Eoliennes et appréciation des atteintes aux intérêts protégés
Avant de statuer, la cour rappelle les dispositions du code de l’environnement qui régissent la délivrance d’une autorisation environnementale, à savoir :
- l’article L. 181-3 selon lequel : « – L’autorisation environnementale ne peut être accordée que si les mesures qu’elle comporte assurent la prévention des dangers ou inconvénients pour les intérêts mentionnés aux articles L. 211-1 et L. 511-1 du code de l’environnement […] ».
- l’article L. 511-1 qui dispose que : « Sont soumis aux dispositions du présent titre les usines, ateliers, dépôts, chantiers et, d’une manière générale, les installations exploitées ou détenues par toute personne physique ou morale, publique ou privée, qui peuvent présenter des dangers ou des inconvénients soit pour la commodité du voisinage, soit pour la santé, la sécurité, la salubrité publiques, soit pour l’agriculture, soit pour la protection de la nature, de l’environnement et des paysages, soit pour l’utilisation économe des sols naturels, agricoles ou forestiers, soit pour l’utilisation rationnelle de l’énergie, soit pour la conservation des sites et des monuments ainsi que des éléments du patrimoine archéologique ».
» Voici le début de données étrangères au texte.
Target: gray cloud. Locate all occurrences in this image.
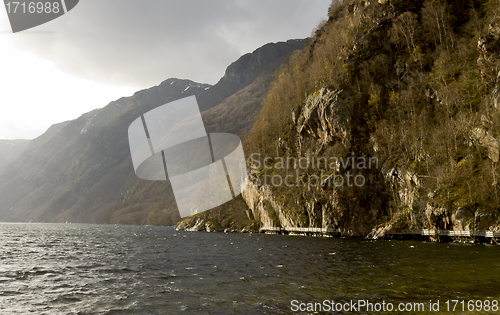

Eoliennes et cigogne noire
En l’espèce, au titre de la protection de l’environnement, la cour a pris en considération le fait que :
- la cigogne noire est protégée au titre de l’annexe 1 de la directive « Oiseaux » n° 2009/147/CE du Parlement européen et du Conseil du 30 novembre 2009 concernant la conservation des oiseaux sauvages et est qualifiée d’espèce vulnérable en migration en France et d’espèce en danger en nidification en France,
- l’espèce nicheuse de la cigogne noire court tout particulièrement un risque majeur d’extinction en France en raison de ses très faibles effectifs et dont le taux d’accroissement de la population est faible,
- l’enjeu de conservation très fort dont la cigogne noire nicheuse fait l’objet au niveau national est renforcé en région Bourgogne-Franche-Comté où l’espèce est considérée comme en danger critique.
La cour a également relevé que :
- l’étude réalisée en septembre 2020 en partenariat avec l’Office national des forêts (ONF) précise que la cigogne noire est une espèce forestière, que le projet de parc éolien est implanté dans un massif forestier et que son territoire s’étend aux zones ouvertes, ses zones de gagnage étant des cours d’eau
- les jeunes cigogneaux sont nourris 4 à 5 fois par jour et l’espèce chasse sur une distance de 10 à 20 km autour du nid
- selon l’étude de la ligue de protection des oiseaux (LPO) de 2020 sur la région Bourgogne-Franche-Comté, il existe un rayon de sensibilité très fort de 10 km autour des nids en raison du rayon d’action très important des individus en période de nourrissage avec des altitudes de vols similaires à celui des éoliennes, d’une part, et un nid de cigogne noire, occupé par un couple et quatre cigogneaux, a été découvert à proximité du site d’implantation du projet à 900 mètres de l’éolienne la plus proche et à moins de 5 km par rapport aux autres éoliennes, d’autre part.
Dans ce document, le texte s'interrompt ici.